Lorsqu'il s'agit de considérer ce que le gouvernement fait pour le domaine de l'éducation, le premier ministre ne doit pas avoir le feu vert seulement parce qu'il avoue que ce n'est pas bien d'avoir rompu son engagement à ne pas éliminer la ceinture de verdure. Le seul regret du premier ministre est qu'il s'est fait prendre. Il ne peut pas être exonéré pour les années de destruction qu'il a déchaînées sur le système d'éducation publique, prenant la relève des gouvernements qui l'ont précédé.
Pourquoi les syndicats en éducation devraient-ils avoir recours à l'arbitrage exécutoire ? Ils devraient s'en tenir à leurs revendications que le gouvernement doit négocier de bonne foi et assurer les salaires et les conditions de travail que les enseignants et les travailleurs en éducation demandent. C'est seulement ainsi qu'ils vont s'investir du pouvoir et avoir l'initiative bien en mains dans des conditions où le gouvernement est fourbe dans tout ce qu'il entreprend. La ceinture de verdure n'est qu'un exemple de comment les gouvernements, pris en mains par des intérêts privés étroits, sont corrompus et pas dignes de confiance. Le gouvernement a tout à cacher, tandis que les enseignants et les travailleurs de l'éducation ont tout à gagner à parler d'une seule voix pour leurs revendications d'augmenter les investissements en éducation publique. Il s'agit d'investissements dans la jeunesse et dans le présent et l'avenir de la société.
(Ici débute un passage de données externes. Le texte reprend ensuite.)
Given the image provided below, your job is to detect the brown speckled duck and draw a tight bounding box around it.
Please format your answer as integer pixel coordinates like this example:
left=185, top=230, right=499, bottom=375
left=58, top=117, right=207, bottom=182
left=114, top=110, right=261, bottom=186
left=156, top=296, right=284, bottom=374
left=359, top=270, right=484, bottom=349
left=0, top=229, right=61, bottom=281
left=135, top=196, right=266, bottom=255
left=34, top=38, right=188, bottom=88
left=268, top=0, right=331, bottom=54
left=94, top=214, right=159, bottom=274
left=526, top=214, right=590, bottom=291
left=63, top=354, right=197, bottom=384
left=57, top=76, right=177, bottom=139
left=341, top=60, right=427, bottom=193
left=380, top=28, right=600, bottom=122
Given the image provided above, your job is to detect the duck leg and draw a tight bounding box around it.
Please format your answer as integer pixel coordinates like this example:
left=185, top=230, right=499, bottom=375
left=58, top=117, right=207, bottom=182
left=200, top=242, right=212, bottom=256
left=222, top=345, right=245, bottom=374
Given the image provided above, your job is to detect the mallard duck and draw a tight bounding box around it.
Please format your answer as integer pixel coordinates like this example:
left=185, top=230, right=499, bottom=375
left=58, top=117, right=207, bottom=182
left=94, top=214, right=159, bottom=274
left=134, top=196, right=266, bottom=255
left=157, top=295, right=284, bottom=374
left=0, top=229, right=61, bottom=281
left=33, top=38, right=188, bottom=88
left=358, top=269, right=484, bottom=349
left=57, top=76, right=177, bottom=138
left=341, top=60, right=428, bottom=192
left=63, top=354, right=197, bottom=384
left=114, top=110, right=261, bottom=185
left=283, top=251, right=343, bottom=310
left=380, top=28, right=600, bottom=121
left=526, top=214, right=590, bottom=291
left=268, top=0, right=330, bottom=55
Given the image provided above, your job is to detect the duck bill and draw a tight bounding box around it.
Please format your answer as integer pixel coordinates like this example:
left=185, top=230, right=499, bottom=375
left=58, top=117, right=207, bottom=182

En votant en ce moment contre la proposition d'avoir recours à l'arbitrage exécutoire pour en arriver à des conventions collectives, les membres de la FEESO envoient un message haut et fort que le gouvernement doit négocier comme il faut, et non par diktat. Il doit respecter les enseignants et les travailleurs de l'éducation ou subir leur foudre quand ils retireront leur force de travail. Les enseignants et les travailleurs de l'éducation ont besoin de meilleurs salaires et de mesures correctives pour améliorer leurs conditions de travail. Un vote fort pour le « Non » à l'arbitrage de différends exécutoire est une façon pour les enseignants et les travailleurs de l'éducation de faire savoir au gouvernement qu'il doit s'asseoir et négocier de bonne foi pour répondre à toutes les préoccupations des enseignants et des travailleurs de l'éducation. Et le faire de manière à ce que cela bénéficie à l'éducation publique et à ceux et celles qui la dispensent, et non à des intérêts privés étroits.